The bill would reduce the number of years inmates spend on death row by speeding up appeals and letting the governor and Legislature review judges.

Florida's death row inmates spend an average of 13 years in prison before they're executed. Of the 406 inmates currently on death row, 155 have been there longer than 20 years.

"It should not take decades to deliver due process in these cases," Rep. Matt Gaetz said.

The bill would streamline the appeals process and force judges to make quicker decisions.

"When there is an appeal of a post-conviction motion, the Supreme Court ought to be able to rule on that within 180 days.

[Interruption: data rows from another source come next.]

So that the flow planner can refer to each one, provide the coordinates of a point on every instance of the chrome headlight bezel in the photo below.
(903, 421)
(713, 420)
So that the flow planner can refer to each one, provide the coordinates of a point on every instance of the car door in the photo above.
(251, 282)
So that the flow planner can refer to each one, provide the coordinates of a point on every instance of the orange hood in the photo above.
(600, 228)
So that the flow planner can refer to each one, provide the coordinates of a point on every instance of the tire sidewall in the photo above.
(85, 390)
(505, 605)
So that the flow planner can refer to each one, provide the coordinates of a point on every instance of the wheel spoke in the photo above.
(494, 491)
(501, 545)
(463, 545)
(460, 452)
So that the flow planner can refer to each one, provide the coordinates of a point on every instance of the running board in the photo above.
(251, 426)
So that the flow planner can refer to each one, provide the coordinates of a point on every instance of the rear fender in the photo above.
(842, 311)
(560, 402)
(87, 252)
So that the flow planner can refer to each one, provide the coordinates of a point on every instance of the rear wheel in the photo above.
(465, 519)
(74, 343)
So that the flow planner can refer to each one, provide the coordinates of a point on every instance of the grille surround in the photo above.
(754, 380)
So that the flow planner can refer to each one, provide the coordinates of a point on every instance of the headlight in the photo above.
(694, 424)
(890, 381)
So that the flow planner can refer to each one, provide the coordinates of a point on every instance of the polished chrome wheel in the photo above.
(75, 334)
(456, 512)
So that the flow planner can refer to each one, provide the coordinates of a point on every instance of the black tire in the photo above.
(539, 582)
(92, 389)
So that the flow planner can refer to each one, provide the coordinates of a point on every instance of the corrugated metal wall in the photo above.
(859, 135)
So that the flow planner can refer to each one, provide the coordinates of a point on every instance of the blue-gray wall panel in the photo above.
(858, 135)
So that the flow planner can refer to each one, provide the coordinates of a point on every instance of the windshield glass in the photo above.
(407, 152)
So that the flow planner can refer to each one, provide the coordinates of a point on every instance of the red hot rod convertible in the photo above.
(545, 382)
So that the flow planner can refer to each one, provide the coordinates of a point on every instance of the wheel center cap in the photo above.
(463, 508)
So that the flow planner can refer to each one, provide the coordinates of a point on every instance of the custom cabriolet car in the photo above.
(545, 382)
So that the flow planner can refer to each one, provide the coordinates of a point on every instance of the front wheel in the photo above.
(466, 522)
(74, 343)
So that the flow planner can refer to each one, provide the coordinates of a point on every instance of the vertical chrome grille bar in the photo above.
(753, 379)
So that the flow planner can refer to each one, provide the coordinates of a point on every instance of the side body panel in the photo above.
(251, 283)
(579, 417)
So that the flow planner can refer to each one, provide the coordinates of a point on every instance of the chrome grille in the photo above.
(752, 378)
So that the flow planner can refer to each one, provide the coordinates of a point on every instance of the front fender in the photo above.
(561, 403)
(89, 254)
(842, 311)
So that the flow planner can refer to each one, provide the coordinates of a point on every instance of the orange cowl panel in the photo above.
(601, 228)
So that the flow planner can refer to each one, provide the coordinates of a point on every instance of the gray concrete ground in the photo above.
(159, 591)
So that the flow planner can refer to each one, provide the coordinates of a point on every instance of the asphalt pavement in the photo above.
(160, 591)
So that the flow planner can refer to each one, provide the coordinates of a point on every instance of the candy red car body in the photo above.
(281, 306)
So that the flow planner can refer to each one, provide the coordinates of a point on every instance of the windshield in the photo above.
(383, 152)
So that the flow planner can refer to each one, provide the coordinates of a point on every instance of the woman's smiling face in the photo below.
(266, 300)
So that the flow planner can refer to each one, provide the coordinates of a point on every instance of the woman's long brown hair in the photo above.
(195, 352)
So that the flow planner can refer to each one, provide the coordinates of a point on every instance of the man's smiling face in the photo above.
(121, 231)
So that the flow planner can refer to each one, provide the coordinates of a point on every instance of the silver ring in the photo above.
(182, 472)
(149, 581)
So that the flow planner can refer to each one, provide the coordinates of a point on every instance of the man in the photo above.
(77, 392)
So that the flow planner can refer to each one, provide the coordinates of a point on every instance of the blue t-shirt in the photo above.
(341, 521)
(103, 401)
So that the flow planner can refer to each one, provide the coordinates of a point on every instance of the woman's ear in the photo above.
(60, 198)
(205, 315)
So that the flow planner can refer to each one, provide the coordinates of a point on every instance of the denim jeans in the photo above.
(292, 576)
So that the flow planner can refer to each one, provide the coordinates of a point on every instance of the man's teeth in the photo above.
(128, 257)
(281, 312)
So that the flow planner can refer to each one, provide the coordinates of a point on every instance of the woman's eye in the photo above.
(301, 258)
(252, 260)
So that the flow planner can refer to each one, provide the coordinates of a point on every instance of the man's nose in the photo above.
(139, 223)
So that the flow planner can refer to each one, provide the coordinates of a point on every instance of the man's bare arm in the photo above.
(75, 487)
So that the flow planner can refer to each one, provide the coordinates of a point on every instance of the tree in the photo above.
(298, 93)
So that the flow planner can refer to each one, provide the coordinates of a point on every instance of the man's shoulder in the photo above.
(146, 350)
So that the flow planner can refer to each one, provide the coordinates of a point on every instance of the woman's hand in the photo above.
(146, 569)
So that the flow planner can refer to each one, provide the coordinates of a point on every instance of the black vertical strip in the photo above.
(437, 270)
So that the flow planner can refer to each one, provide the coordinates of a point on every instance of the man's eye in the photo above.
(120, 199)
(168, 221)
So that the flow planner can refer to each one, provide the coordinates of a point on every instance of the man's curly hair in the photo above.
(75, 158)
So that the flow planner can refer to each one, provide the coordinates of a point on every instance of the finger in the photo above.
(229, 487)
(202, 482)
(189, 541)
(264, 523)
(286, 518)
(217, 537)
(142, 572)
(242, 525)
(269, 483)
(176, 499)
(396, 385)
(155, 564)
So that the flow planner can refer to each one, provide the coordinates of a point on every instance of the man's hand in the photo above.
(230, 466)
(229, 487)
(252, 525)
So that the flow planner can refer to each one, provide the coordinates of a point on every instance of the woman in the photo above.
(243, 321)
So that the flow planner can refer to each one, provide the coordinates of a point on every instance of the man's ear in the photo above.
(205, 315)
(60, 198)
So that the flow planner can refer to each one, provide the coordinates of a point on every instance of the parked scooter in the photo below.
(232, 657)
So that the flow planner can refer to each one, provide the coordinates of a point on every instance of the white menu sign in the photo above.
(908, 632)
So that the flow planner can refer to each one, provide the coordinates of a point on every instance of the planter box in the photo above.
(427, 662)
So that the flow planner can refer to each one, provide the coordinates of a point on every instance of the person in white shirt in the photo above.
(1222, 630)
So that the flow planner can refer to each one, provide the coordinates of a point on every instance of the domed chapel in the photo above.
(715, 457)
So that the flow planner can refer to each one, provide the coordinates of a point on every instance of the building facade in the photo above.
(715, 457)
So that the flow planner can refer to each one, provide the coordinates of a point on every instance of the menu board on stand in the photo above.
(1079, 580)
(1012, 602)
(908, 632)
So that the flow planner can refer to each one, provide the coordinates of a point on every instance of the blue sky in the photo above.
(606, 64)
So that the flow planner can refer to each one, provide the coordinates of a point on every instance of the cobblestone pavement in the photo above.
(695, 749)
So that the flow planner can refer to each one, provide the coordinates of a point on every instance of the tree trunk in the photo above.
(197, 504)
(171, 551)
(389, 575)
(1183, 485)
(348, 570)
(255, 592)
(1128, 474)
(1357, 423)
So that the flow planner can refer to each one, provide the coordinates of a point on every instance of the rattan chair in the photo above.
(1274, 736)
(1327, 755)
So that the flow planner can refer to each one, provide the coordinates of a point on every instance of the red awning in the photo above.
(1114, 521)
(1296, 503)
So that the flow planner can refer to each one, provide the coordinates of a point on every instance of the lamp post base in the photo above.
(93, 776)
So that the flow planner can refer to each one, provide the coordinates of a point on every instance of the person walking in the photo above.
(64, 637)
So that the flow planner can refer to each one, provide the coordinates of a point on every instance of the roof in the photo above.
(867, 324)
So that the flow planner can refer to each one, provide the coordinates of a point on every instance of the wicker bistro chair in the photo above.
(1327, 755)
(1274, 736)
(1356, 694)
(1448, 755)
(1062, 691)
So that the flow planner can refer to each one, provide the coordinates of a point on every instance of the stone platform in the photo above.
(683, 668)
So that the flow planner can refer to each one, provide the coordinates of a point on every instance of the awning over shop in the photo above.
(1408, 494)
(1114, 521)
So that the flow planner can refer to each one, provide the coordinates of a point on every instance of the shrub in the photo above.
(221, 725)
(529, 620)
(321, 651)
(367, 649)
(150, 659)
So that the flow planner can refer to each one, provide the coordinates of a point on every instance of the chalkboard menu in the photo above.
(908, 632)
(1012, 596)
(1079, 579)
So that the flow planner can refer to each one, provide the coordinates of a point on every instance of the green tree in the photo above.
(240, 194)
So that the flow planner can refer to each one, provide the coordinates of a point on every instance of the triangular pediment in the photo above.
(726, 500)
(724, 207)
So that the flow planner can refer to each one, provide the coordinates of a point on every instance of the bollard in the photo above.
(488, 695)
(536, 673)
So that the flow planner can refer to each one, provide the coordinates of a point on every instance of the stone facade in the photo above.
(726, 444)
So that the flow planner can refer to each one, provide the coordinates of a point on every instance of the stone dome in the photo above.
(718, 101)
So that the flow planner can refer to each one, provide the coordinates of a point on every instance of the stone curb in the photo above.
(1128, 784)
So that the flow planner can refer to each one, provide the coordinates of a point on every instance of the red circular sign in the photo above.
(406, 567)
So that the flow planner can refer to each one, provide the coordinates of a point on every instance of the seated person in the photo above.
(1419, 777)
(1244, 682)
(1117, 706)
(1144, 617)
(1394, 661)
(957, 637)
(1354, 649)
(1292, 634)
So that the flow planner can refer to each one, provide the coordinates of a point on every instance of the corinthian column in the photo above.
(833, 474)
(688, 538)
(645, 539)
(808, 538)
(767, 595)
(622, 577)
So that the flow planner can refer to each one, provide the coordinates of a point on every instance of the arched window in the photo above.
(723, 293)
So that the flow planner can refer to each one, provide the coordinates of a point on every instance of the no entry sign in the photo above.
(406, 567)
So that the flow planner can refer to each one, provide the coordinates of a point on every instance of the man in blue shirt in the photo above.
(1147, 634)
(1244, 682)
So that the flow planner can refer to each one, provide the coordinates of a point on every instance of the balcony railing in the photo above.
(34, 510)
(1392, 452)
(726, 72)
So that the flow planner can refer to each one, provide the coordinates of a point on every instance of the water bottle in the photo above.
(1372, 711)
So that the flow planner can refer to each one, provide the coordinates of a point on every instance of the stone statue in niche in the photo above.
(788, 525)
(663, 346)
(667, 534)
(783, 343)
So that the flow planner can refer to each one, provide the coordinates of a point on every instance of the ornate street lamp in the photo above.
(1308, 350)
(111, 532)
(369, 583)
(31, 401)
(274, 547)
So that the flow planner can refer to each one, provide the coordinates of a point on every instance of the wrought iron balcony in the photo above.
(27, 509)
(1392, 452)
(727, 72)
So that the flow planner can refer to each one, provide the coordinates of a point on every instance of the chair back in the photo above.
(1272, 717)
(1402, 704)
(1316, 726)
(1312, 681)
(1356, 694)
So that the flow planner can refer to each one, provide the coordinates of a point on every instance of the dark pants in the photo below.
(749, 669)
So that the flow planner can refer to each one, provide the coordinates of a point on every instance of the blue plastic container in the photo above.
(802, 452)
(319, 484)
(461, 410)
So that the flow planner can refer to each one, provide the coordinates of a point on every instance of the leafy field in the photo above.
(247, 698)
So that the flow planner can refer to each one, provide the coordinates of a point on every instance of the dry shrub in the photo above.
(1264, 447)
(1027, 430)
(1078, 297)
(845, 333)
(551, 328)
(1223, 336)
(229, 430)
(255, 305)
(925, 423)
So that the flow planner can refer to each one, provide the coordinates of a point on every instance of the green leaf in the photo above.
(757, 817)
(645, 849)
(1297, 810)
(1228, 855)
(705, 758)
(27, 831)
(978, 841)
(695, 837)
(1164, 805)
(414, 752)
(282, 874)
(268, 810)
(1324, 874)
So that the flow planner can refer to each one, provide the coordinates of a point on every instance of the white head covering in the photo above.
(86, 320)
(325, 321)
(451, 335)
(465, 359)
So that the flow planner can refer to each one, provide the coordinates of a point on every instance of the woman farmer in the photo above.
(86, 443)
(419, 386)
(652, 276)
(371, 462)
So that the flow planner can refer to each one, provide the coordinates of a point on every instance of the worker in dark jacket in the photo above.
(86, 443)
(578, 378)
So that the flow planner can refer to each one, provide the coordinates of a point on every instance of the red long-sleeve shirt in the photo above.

Now we sometimes have years pass before we get rulings," Gaetz said.

The House and Senate versions of the death row reform bill passed committees this week. Democrats say the reforms need further vetting.

"This product, I think Ray Charles could see that it is defective right now," Rep. Darryl Rouson said, "that it is not complete right now. Yeah, Ray Charles."

"I love Ray Charles, but if Ray Charles were to classify my product that I brought before the committee today as defective, I would hope that he would be able to identify one defective piece of the product, not just merely classify it as defective," Gaetz said.

The legislation would also set up an oversight system for judges who don't rule quickly in death cases. The judges would have to answer to the House speaker, Senate president and the governor.

Earlier this year, a House committee heard a bill that would have outlawed capital punishment in Florida. It was quickly voted down.